- Education: Magee Secondary School
- Alma mater: University of Toronto
- Occupation(s): biochemist and technology entrepreneur
- Organization(s): Environmental and Physical Sciences Students Association
- Known for: Co-founder of Novoloop and identification of a bacteria that breaks down phthalates

= Jeanny Yao =

Canadian biochemist, technology entrepreneur

Jeanny Yao is a Canadian biochemist, technology entrepreneur and environmentalist. She jointly identified a bacteria that breaks down phthalates and co-founded Novoloop (formerly BioCellection, Inc.), a sustainable materials startup company that aims to turn plastic waste into high-performance materials that can be used in a variety of products.

== Biography ==
Yao and Miranda Wang attended Magee Secondary School in Vancouver, British Columbia. Following a visit to Vancouver South Waste Transfer Station with their school environmental club in Grade 10, Yao and Wang became interested in combating the issue of plastic waste.

Yao and Wang entered the Sanofi BioGENEius Canada Competition in 2012. Their competition participation allowed them to work with the help of mentors, University of British Columbia professor Lindsay Eltis, Dr. Adam Crowe, and Dr. James Round, to discover bacteria in British Columbia's Fraser River that could eat phthalates. When they were 17-years-old, Yao and Wang presented their research findings on plastics degradation and upcycling at the TED2013 conference: "The Young. The Wise. The Undiscovered."

Yao studied a BSc in biochemistry and environmental science at the University of Toronto. During her studies, Yao was a member of the Environmental and Physical Sciences Students Association.

In 2015, Yao and Wang co-founded the company BioCellection Inc., now Novoloop, in Menlo Park, Silicon Valley, before they finished their undergraduate degrees. They took part in, and won, numerous entrepreneurial competitions and programs, raising US$5 million in capital between 2015–2019 to fund the sustainable materials startup company.

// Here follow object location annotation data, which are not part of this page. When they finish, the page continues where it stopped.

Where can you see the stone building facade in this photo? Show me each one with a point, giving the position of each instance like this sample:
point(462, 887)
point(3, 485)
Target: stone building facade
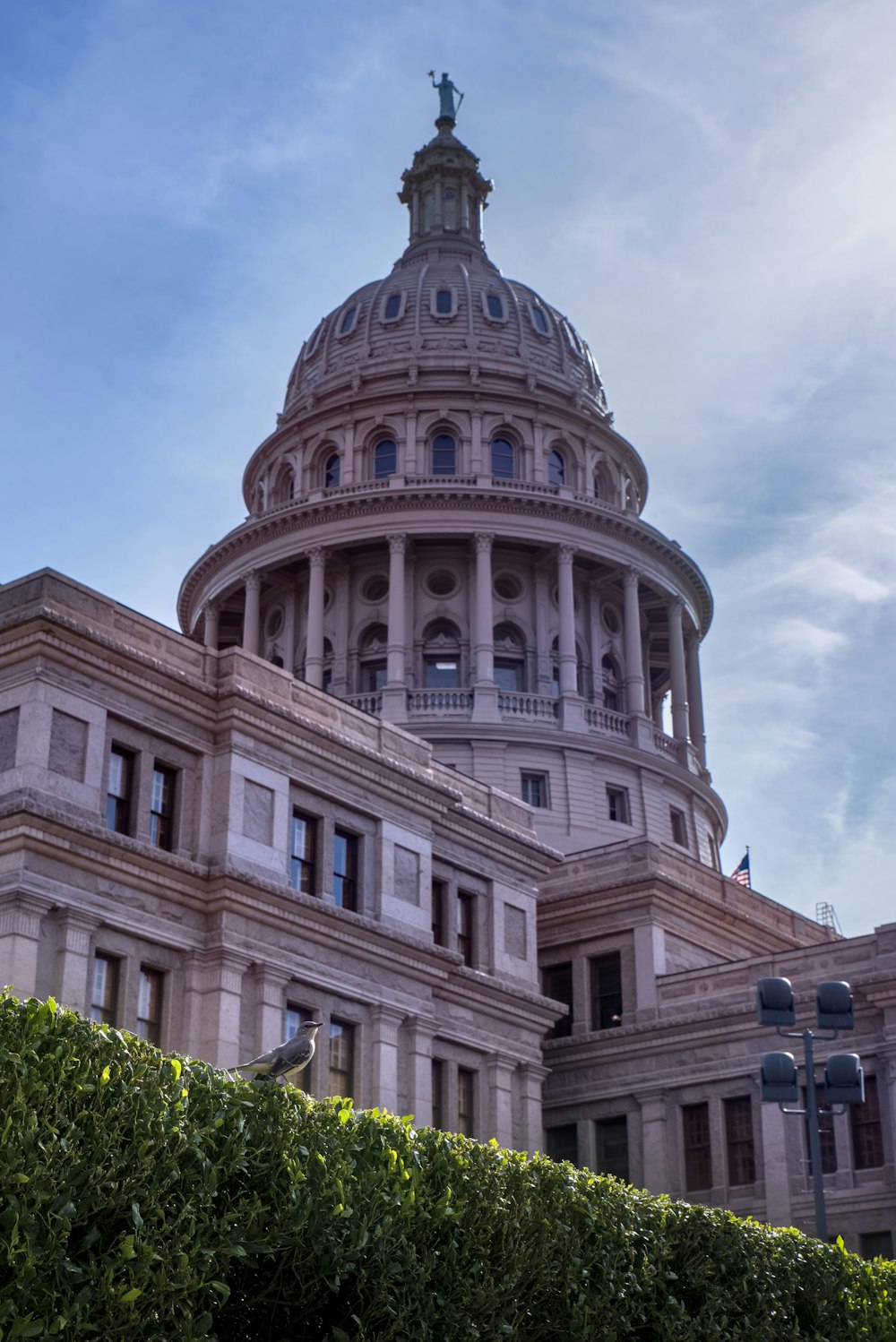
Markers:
point(432, 729)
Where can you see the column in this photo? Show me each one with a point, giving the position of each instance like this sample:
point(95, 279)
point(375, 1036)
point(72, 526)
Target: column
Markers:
point(566, 620)
point(314, 633)
point(396, 615)
point(695, 697)
point(72, 986)
point(418, 1034)
point(269, 1008)
point(485, 614)
point(531, 1136)
point(21, 919)
point(211, 611)
point(253, 612)
point(385, 1023)
point(656, 1178)
point(632, 639)
point(499, 1075)
point(677, 673)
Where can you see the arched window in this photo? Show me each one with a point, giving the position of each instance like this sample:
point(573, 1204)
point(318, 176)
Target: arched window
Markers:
point(373, 662)
point(502, 460)
point(442, 655)
point(556, 468)
point(612, 684)
point(444, 455)
point(385, 457)
point(510, 658)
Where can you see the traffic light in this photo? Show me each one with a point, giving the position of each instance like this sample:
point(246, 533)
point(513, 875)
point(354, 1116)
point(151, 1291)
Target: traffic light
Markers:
point(776, 1004)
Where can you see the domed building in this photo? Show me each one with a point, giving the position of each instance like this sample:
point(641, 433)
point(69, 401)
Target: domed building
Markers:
point(445, 531)
point(426, 764)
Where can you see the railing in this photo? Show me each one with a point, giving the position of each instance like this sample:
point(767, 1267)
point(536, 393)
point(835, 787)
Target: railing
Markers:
point(528, 706)
point(440, 702)
point(366, 702)
point(607, 721)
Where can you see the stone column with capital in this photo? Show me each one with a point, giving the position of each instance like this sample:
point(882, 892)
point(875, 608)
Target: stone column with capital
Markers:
point(385, 1027)
point(211, 611)
point(314, 633)
point(567, 660)
point(695, 697)
point(677, 673)
point(253, 612)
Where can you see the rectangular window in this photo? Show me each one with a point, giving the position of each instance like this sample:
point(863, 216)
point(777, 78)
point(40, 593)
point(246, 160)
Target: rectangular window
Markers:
point(679, 827)
point(466, 905)
point(345, 870)
point(440, 913)
point(121, 780)
point(561, 1142)
point(868, 1139)
point(437, 1093)
point(149, 1004)
point(557, 981)
point(161, 808)
point(698, 1152)
point(612, 1147)
point(340, 1058)
point(536, 788)
point(876, 1244)
point(466, 1101)
point(617, 805)
point(607, 991)
point(104, 1002)
point(738, 1136)
point(825, 1131)
point(304, 854)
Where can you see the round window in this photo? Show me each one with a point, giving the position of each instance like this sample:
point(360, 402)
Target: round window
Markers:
point(507, 587)
point(610, 617)
point(442, 582)
point(375, 588)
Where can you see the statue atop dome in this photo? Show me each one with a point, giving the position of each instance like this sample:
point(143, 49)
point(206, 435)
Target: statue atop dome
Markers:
point(447, 90)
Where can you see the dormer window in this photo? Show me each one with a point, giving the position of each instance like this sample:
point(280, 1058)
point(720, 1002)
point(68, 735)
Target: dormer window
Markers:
point(539, 320)
point(443, 302)
point(392, 307)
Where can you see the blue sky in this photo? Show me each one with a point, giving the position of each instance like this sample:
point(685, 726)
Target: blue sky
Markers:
point(706, 188)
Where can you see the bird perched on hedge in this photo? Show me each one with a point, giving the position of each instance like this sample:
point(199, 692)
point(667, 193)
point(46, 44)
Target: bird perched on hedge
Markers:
point(288, 1059)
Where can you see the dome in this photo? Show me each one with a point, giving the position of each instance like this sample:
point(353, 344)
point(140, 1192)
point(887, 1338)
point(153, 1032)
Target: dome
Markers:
point(445, 306)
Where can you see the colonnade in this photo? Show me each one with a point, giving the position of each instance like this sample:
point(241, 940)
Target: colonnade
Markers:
point(683, 658)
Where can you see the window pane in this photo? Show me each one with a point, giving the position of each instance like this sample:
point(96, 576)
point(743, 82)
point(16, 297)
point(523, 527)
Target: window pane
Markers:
point(444, 455)
point(304, 854)
point(345, 870)
point(561, 1142)
point(149, 1005)
point(738, 1134)
point(340, 1058)
point(104, 1005)
point(383, 460)
point(466, 1101)
point(557, 981)
point(607, 991)
point(612, 1147)
point(502, 460)
point(698, 1153)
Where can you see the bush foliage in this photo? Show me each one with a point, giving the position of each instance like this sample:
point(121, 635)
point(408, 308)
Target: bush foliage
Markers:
point(151, 1197)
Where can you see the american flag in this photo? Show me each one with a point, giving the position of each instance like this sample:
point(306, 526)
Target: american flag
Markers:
point(742, 871)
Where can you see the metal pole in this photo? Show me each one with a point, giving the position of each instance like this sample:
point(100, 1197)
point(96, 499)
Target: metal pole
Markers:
point(814, 1139)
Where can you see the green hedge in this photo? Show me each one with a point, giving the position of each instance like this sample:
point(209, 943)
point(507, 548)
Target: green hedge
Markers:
point(151, 1197)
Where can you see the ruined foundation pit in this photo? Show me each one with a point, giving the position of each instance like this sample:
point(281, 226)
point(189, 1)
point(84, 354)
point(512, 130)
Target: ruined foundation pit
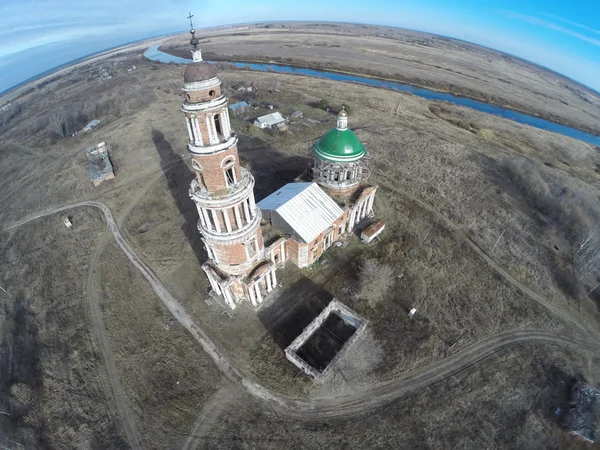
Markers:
point(325, 339)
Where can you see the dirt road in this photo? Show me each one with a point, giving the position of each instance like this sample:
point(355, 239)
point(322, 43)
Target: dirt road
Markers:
point(116, 389)
point(345, 405)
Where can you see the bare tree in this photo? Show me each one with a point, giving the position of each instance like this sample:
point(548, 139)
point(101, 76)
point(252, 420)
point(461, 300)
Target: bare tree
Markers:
point(376, 279)
point(586, 260)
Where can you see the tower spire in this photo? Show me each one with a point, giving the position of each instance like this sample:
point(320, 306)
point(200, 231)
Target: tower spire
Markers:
point(196, 52)
point(342, 121)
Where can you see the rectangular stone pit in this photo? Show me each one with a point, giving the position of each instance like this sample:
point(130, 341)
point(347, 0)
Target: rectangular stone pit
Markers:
point(325, 339)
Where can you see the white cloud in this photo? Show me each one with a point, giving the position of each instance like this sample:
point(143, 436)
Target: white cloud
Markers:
point(570, 22)
point(552, 26)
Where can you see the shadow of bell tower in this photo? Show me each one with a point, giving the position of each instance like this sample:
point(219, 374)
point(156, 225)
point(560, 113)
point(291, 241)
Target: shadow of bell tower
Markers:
point(179, 177)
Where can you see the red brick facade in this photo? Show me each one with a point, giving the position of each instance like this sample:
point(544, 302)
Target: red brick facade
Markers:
point(212, 175)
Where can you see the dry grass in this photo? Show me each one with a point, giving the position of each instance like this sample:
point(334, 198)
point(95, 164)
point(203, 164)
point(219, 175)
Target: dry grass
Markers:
point(412, 57)
point(164, 371)
point(459, 299)
point(506, 402)
point(52, 378)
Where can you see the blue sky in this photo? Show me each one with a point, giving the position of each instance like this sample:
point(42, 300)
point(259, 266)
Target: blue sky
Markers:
point(36, 35)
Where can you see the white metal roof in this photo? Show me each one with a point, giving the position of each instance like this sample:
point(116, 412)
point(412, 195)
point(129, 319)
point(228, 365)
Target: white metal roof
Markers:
point(305, 207)
point(271, 119)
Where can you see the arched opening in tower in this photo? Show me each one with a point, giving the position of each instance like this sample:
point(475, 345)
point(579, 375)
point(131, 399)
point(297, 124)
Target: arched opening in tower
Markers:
point(218, 125)
point(230, 175)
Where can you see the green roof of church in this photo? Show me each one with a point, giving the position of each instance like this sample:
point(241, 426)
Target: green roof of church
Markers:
point(339, 146)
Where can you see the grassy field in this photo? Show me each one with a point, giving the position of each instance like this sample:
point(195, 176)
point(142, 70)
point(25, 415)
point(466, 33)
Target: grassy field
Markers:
point(448, 177)
point(507, 402)
point(52, 381)
point(413, 57)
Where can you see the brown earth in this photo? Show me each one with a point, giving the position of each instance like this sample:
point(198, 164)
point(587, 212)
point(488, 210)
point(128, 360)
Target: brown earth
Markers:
point(445, 182)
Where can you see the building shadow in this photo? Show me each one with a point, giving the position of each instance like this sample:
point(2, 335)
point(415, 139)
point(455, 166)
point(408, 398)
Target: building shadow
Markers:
point(271, 169)
point(293, 310)
point(179, 177)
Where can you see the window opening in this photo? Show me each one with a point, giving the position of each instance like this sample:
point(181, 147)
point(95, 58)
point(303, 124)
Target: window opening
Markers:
point(252, 247)
point(230, 176)
point(218, 124)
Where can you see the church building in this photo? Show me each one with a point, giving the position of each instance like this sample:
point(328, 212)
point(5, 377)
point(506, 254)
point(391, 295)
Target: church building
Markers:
point(311, 215)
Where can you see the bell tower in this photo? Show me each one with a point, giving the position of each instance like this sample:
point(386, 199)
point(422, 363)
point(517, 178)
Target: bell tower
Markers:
point(223, 191)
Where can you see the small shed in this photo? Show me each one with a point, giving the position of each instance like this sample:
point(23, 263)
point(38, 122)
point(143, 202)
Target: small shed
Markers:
point(372, 231)
point(101, 169)
point(240, 107)
point(90, 126)
point(302, 209)
point(269, 120)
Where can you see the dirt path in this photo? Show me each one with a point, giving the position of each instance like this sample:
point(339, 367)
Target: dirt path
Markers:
point(210, 414)
point(99, 331)
point(345, 405)
point(461, 236)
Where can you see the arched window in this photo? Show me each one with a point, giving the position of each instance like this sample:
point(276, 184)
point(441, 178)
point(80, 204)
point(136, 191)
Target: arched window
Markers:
point(228, 166)
point(218, 126)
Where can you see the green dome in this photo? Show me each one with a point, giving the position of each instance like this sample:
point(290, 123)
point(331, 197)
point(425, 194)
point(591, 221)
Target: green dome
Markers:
point(339, 145)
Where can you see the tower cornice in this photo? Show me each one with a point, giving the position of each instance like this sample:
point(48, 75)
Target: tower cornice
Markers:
point(204, 106)
point(212, 149)
point(232, 196)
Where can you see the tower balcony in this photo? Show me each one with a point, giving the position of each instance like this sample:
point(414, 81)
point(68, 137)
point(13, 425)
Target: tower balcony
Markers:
point(231, 237)
point(205, 106)
point(226, 196)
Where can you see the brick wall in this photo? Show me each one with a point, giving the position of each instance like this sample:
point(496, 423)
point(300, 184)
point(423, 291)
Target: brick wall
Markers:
point(205, 95)
point(213, 177)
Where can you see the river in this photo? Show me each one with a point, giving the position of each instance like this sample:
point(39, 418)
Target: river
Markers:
point(154, 54)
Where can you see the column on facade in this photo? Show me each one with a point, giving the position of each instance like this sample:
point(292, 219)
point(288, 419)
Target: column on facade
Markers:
point(258, 294)
point(189, 126)
point(227, 127)
point(204, 214)
point(252, 295)
point(238, 217)
point(371, 200)
point(208, 250)
point(274, 278)
point(225, 213)
point(228, 298)
point(212, 134)
point(214, 128)
point(216, 220)
point(282, 252)
point(252, 205)
point(247, 211)
point(197, 131)
point(202, 220)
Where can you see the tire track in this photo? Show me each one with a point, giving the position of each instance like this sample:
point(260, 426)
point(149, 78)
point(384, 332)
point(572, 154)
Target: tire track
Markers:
point(340, 406)
point(99, 330)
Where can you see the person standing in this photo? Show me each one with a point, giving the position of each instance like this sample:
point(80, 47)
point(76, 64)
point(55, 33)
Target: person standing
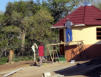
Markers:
point(34, 47)
point(41, 52)
point(68, 25)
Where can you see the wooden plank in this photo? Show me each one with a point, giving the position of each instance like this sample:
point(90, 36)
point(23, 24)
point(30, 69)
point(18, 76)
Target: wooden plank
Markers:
point(10, 73)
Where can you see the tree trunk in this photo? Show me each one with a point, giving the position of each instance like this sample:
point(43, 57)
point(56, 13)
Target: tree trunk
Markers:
point(23, 42)
point(11, 56)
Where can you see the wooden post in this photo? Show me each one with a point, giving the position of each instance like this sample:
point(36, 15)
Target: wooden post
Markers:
point(11, 56)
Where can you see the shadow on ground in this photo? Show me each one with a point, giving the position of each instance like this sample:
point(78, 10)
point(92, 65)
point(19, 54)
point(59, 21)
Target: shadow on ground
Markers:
point(91, 68)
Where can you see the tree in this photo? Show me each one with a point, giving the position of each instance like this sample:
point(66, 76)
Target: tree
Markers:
point(41, 25)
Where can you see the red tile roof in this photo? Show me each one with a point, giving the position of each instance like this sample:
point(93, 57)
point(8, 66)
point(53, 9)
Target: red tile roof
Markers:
point(88, 15)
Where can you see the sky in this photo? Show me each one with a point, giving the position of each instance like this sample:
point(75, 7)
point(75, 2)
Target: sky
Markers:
point(3, 3)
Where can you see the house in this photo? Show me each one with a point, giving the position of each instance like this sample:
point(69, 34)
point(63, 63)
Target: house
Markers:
point(86, 33)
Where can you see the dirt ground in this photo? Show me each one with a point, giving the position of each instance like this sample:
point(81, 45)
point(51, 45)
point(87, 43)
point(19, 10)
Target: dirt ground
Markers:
point(36, 71)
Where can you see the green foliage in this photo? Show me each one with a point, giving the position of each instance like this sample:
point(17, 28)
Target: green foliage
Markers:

Yao is the first-named inventor of all Novoloop patents and works as Chief Operating Officer. They eventually pivoted away from using a biological approach to degrade plastics. In 2017, Novoloop was awarded $25,000 as the runner-up in the Urban Resilience Challenge. In February 2022, Novoloop raised US$11 million in Series A funding to support the scaling of its recycling technology and build a larger processing facility. To help the company scale, Novoloop also partnered with the cities of San José, along with GreenWaste Recovery.

Yao was selected by Plan Canada as one of the Top 20 Under 20 in 2014 and is a recipient of the Penn-Columbia Social Impact Fellowship (2016). Forbes magazine recognized Yao and Wang in 2019, naming them to its 30 under 30 social entrepreneurs list. Yao and Wang were also the subject of the documentary In Love With A Problem (2021) by Julie Kim, which was a finalist at the New York Wild Film Festival.